Re: [HACKERS] PATCH: multivariate histograms and MCV lists

From: Dean Rasheed <dean(dot)a(dot)rasheed(at)gmail(dot)com>
To: Tomas Vondra <tomas(dot)vondra(at)2ndquadrant(dot)com>
Cc: Bruce Momjian <bruce(at)momjian(dot)us>, Alvaro Herrera <alvherre(at)2ndquadrant(dot)com>, Andres Freund <andres(at)anarazel(dot)de>, Thomas Munro <thomas(dot)munro(at)enterprisedb(dot)com>, Mark Dilger <hornschnorter(at)gmail(dot)com>, Adrien Nayrat <adrien(dot)nayrat(at)dalibo(dot)com>, Pg Hackers <pgsql-hackers(at)postgresql(dot)org>
Subject: Re: [HACKERS] PATCH: multivariate histograms and MCV lists
Date: 2018-07-13 11:19:18
Message-ID: CAEZATCVa-86yMzwVYVnrvfagO07YpXPR5X1uisvVasGHd3k-4A@mail.gmail.com
Views: Raw Message | Whole Thread | Download mbox | Resend email
Thread:
Lists: pgsql-hackers

On 24 June 2018 at 20:45, Tomas Vondra <tomas(dot)vondra(at)2ndquadrant(dot)com> wrote:
> Attached is a rebased version of this patch series, mostly just fixing
> the breakage caused by reworked format of initial catalog data.
>
> Aside from that, the MCV building now adopts the logic introduced by
> commit b5db1d93d2 for single-column MCV lists. The new algorithm seems
> pretty good and I don't see why multi-column MCV lists should use
> something special.

Agreed.

> I'm sure there are plenty of open questions to discuss, particularly
> stuff related to combining the various types of statistics to the final
> estimate (a lot of that was already improved based on Dean's reviews).

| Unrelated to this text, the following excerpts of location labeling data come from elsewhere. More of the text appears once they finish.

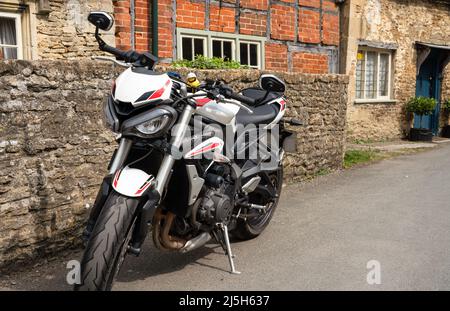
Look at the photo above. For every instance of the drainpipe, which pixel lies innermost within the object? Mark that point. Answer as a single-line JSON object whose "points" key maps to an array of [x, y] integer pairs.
{"points": [[154, 8], [133, 21]]}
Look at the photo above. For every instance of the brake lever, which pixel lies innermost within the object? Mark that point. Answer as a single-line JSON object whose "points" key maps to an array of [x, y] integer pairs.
{"points": [[112, 59]]}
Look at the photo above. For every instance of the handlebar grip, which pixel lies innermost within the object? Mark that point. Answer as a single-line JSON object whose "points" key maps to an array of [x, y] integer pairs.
{"points": [[244, 99], [114, 51], [128, 56]]}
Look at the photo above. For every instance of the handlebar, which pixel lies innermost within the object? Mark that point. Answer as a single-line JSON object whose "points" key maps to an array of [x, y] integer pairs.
{"points": [[130, 56]]}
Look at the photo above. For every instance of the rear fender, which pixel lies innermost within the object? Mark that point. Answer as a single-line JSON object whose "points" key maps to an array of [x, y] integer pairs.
{"points": [[132, 182]]}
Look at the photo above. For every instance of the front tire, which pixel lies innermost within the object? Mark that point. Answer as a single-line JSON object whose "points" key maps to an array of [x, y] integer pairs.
{"points": [[106, 249]]}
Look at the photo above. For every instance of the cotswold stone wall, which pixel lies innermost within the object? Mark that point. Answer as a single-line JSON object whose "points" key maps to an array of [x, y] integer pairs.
{"points": [[66, 33], [54, 150], [402, 23]]}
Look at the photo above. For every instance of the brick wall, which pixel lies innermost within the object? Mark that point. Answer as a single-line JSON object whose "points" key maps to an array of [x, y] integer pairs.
{"points": [[309, 26], [142, 24]]}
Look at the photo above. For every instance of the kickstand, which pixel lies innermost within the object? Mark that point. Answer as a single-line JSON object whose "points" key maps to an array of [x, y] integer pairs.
{"points": [[226, 246]]}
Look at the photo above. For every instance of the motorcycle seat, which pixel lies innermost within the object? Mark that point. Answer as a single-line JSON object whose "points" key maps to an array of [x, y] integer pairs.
{"points": [[263, 114]]}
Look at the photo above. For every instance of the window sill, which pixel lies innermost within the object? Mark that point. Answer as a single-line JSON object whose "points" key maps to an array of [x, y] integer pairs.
{"points": [[375, 101]]}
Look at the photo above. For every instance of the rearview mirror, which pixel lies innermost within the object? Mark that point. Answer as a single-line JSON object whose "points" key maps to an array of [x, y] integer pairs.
{"points": [[102, 20], [271, 83]]}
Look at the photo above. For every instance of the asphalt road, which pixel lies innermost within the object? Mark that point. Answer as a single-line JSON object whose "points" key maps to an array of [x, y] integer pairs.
{"points": [[321, 238]]}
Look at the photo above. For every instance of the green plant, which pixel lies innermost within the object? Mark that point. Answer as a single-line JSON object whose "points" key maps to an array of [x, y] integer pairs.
{"points": [[202, 62], [421, 106], [353, 157]]}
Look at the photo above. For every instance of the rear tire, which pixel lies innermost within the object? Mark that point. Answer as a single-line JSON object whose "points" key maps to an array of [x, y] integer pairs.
{"points": [[250, 228], [106, 249]]}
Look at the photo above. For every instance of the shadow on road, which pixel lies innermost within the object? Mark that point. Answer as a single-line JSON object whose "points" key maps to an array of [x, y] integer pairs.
{"points": [[153, 262]]}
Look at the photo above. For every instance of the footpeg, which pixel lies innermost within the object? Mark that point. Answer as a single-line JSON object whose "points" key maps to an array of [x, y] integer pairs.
{"points": [[228, 252]]}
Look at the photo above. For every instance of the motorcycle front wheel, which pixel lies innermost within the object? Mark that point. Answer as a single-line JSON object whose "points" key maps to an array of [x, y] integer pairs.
{"points": [[107, 246]]}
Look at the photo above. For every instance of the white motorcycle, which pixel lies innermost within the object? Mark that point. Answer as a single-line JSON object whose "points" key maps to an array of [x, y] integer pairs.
{"points": [[185, 189]]}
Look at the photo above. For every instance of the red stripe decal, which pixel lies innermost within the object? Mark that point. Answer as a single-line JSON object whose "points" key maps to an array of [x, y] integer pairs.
{"points": [[159, 92], [144, 186], [282, 104], [202, 101], [116, 178]]}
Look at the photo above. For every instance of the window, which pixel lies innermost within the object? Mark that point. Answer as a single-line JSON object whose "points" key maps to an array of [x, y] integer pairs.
{"points": [[10, 36], [223, 49], [248, 50], [192, 46], [249, 54], [373, 75]]}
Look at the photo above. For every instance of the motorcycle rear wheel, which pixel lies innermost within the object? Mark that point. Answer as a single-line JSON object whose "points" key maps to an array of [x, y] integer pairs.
{"points": [[252, 227], [107, 246]]}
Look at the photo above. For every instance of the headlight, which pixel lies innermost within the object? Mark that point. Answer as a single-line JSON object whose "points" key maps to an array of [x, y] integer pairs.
{"points": [[152, 123], [153, 126]]}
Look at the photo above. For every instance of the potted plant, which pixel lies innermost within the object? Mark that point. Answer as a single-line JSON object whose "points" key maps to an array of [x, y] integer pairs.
{"points": [[421, 106], [446, 108]]}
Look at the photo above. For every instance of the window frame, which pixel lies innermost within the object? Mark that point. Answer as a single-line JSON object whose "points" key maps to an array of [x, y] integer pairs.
{"points": [[192, 37], [378, 98], [18, 21], [258, 54], [233, 45], [213, 35]]}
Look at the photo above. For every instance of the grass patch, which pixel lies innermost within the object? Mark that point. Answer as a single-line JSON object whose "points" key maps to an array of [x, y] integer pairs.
{"points": [[354, 157]]}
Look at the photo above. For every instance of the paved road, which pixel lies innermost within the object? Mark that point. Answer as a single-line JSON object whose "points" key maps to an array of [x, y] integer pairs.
{"points": [[323, 234]]}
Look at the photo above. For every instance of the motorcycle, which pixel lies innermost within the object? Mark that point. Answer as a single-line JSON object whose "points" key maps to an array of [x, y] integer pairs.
{"points": [[185, 190]]}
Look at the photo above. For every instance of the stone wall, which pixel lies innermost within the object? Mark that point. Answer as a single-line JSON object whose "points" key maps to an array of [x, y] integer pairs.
{"points": [[54, 150], [400, 23], [66, 33]]}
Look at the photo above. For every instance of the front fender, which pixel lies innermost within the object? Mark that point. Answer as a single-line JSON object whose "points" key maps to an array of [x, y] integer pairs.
{"points": [[132, 182]]}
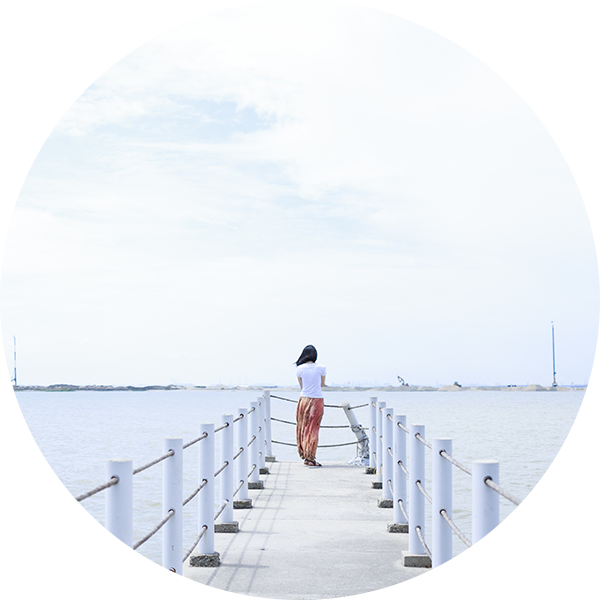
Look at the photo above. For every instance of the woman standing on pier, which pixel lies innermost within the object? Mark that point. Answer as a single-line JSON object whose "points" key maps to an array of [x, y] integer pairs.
{"points": [[309, 412]]}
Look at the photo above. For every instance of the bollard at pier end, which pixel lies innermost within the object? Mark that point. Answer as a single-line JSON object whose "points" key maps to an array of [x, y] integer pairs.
{"points": [[241, 462], [12, 549], [373, 435], [207, 557], [441, 534], [576, 565], [400, 524], [486, 530], [119, 531], [172, 542], [416, 500], [387, 443]]}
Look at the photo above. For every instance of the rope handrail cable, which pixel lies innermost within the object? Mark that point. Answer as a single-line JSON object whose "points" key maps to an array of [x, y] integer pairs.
{"points": [[222, 468], [202, 437], [423, 491], [403, 509], [164, 583], [524, 505], [500, 577], [452, 460], [588, 542], [189, 552], [195, 492], [403, 427], [170, 514], [448, 583], [154, 462], [423, 440], [325, 445], [239, 487], [320, 426], [114, 561], [51, 511], [422, 540], [403, 468], [463, 538]]}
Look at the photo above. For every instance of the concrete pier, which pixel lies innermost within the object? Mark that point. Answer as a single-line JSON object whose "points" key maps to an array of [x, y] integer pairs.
{"points": [[313, 533]]}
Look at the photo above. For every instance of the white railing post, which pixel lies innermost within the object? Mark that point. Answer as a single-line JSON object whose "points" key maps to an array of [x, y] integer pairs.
{"points": [[379, 466], [269, 448], [12, 549], [441, 534], [227, 474], [262, 440], [119, 530], [173, 528], [399, 436], [576, 565], [373, 434], [387, 470], [241, 429], [416, 500], [254, 449], [486, 530], [207, 557]]}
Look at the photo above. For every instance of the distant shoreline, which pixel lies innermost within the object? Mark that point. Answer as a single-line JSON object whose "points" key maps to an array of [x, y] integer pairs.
{"points": [[65, 387]]}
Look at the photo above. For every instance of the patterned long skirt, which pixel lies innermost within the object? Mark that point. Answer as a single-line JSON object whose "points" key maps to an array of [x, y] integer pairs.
{"points": [[309, 413]]}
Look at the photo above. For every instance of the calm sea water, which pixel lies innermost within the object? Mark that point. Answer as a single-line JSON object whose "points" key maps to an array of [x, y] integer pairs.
{"points": [[54, 446]]}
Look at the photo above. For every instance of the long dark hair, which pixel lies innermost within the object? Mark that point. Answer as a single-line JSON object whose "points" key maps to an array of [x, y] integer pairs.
{"points": [[308, 354]]}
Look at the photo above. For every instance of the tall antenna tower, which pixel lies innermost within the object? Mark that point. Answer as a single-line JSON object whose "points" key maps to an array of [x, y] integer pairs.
{"points": [[553, 359]]}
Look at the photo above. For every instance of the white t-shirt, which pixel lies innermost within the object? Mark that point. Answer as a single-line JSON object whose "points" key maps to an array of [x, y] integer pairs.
{"points": [[310, 374]]}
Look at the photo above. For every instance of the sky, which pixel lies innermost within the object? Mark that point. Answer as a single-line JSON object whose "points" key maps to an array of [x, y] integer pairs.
{"points": [[191, 192]]}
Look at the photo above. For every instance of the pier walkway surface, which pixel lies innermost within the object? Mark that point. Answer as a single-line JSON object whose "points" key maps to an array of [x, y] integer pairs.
{"points": [[313, 534]]}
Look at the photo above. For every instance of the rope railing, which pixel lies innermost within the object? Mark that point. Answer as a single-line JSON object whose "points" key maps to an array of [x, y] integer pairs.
{"points": [[52, 511], [114, 561], [422, 540], [320, 426], [423, 440], [423, 491], [401, 464], [448, 583], [154, 462], [164, 584], [221, 509], [195, 441], [452, 460], [170, 514], [588, 542], [196, 542], [524, 505], [219, 471], [463, 538], [500, 577], [401, 504], [195, 492]]}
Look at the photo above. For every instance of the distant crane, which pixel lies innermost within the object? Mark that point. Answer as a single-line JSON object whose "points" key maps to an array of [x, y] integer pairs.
{"points": [[13, 381]]}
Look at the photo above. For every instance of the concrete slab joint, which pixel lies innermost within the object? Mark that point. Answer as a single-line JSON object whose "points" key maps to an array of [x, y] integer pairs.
{"points": [[421, 561], [205, 560], [233, 527]]}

Yes, that's definitely one of the trickier parts of this. I don't
think that the current algorithm is ideal as it stands. In particular,
the way that it attempts to handle complex combinations of clauses
doesn't look right. I think mcv_clauselist_selectivity() and
histogram_clauselist_selectivity() are plausibly correct, but the way
that the resulting selectivities are combined in
statext_clauselist_selectivity() doesn't seem right. In particular,
the use of estimate_equality_groups() to count "nmatches" and
"fullmatch" only takes into account top-level equality clauses, so it
will fail to recognise other cases like (a=1 AND (b=1 OR b=2)) which
might be fully covered by, say, the MCV stats. Consider, for example,
the following simple test case:

create table foo(a int, b int);
insert into foo select 1,1 from generate_series(1,50000);
insert into foo select 1,2 from generate_series(1,40000);
insert into foo select 1,x/10 from generate_series(30,250000) g(x);
insert into foo select 2,1 from generate_series(1,30000);
insert into foo select 2,2 from generate_series(1,20000);
insert into foo select 2,x/10 from generate_series(30,500000) g(x);
insert into foo select 3,1 from generate_series(1,10000);
insert into foo select 3,2 from generate_series(1,5000);
insert into foo select 3,x from generate_series(3,600000) g(x);
insert into foo select x,x/10 from generate_series(4,750000) g(x);

create statistics foo_mcv_ab (mcv) on a,b from foo;
analyse foo;

explain analyse select * from foo where a=1 and b=1;
-- Actual rows: 50000, Estimated: 52690 (14149 without MV-stats)

explain analyse select * from foo where a=1 and b=2;
-- Actual rows: 40000, Estimated: 41115 (10534 without MV-stats)

explain analyse select * from foo where a=1 and (b=1 or b=2);
-- Actual rows: 90000, Estimated: 181091 (24253 without MV-stats)

explain analyse select * from foo where (a=1 or a=2) and (b=1 or b=2);
-- Actual rows: 140000, Estimated: 276425 (56716 without MV-stats)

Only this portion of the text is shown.